The rate reduction also has other direct reverse mortgage benefits to consumers, Mittleman added.

“The reduction in rates not only creates a lower accumulating loan balance over time, but it also allows us to help customers gain access to additional equity that they previously weren’t able to access in higher rate environments,” he said.

This is also an opportunity worth exploring for new senior customers according to the leadership of Reverse Mortgage Funding (RMF).

“Rates are at historic lows and this is an opportune time to market to the over 16 million senior households that have a first lien,” said RMF President David Peskin in an email to RMD.

On the origination side

While the cut from the Fed is not specifically to mortgage rates, this may foreshadow mortgage rates hitting record lows in the coming weeks according to Open Mortgage CEO Scott Gordon.

“This rate environment is an amazing opportunity for loan originators who have kept a detailed client database,” Gordon told RMD. “Those originators will have a ready made pool of clients who did not quite qualify before, but who may qualify now with the low rates.”

Originators may find new receptivity in their pool of leads because of the latest developments in the rate environment, Gordon told RMD.

“Originators who do not have the large database should still be hitting their networks as hard as they can to find clients who they can help now with the current rate environment,” he said.

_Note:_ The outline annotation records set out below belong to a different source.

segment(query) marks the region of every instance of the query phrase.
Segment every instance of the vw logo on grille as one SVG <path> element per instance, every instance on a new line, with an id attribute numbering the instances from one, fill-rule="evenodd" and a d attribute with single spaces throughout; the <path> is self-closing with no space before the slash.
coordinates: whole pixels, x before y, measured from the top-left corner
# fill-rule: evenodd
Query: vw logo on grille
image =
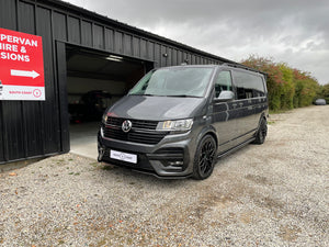
<path id="1" fill-rule="evenodd" d="M 125 132 L 125 133 L 127 133 L 127 132 L 129 132 L 132 130 L 132 126 L 133 126 L 132 122 L 128 121 L 128 120 L 125 120 L 122 123 L 122 131 Z"/>

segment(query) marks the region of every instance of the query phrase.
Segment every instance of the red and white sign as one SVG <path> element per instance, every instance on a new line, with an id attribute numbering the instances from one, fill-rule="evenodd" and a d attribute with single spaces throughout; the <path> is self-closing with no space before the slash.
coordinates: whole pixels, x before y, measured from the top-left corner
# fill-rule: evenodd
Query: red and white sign
<path id="1" fill-rule="evenodd" d="M 41 36 L 0 29 L 0 100 L 45 100 Z"/>

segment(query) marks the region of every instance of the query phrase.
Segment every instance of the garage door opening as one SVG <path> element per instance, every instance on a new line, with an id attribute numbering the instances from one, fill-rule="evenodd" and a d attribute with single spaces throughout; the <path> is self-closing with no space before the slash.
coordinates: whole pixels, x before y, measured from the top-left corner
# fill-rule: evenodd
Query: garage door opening
<path id="1" fill-rule="evenodd" d="M 125 96 L 152 63 L 72 46 L 66 54 L 70 150 L 97 158 L 104 110 Z"/>

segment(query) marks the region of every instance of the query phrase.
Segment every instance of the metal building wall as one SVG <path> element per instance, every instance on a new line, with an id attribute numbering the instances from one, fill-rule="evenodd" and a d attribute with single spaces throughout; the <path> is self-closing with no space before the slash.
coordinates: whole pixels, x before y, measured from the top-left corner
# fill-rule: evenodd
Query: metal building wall
<path id="1" fill-rule="evenodd" d="M 46 101 L 0 101 L 0 164 L 69 150 L 66 44 L 155 67 L 230 61 L 61 1 L 1 0 L 0 27 L 43 37 L 46 89 Z"/>

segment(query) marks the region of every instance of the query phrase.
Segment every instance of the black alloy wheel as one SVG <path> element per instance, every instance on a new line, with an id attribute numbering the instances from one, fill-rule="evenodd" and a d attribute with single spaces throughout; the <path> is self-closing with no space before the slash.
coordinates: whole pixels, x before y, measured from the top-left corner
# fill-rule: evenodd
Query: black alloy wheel
<path id="1" fill-rule="evenodd" d="M 194 157 L 194 179 L 206 179 L 213 173 L 216 162 L 216 142 L 211 135 L 206 135 L 201 139 Z"/>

Open Mortgage is also doing its part to communicate any potential benefits borrowers may be able to enjoy from the current environment to try and expand the pool of borrowers in the space, Gordon added.

“The reverse industry needs to remember that the public doesn’t always understand how these rates affect their borrowing opportunities. We all need to spread the word,” he said.

Some originators, however, note that a rate cut is not likely to change much if customers don’t find themselves rate shopping anyways.

“Very rarely is my first contact with homeowners themselves; rather, in most cases a referral partner has already begun the discussion with the homeowner and has brought me in to start the application process,” according to Laurie MacNaughton, originator at Atlantic Coast Mortgage just outside of Washington, D.C. “Because of this, my borrowers are not shopping rates, nor even shopping lenders, and their need of a reverse mortgage is life-event driven.”

Recently becoming aware of the term “health expectancy” – meaning the number of years an individual can expect to live impairment-free – MacNaughton is more acutely aware of the time gap between a person’s end of health, and their end of life.

“I fund the gap,” she says. “Because needs often are urgent and timing is critical, clients and their advisors are rarely concerned about rate.”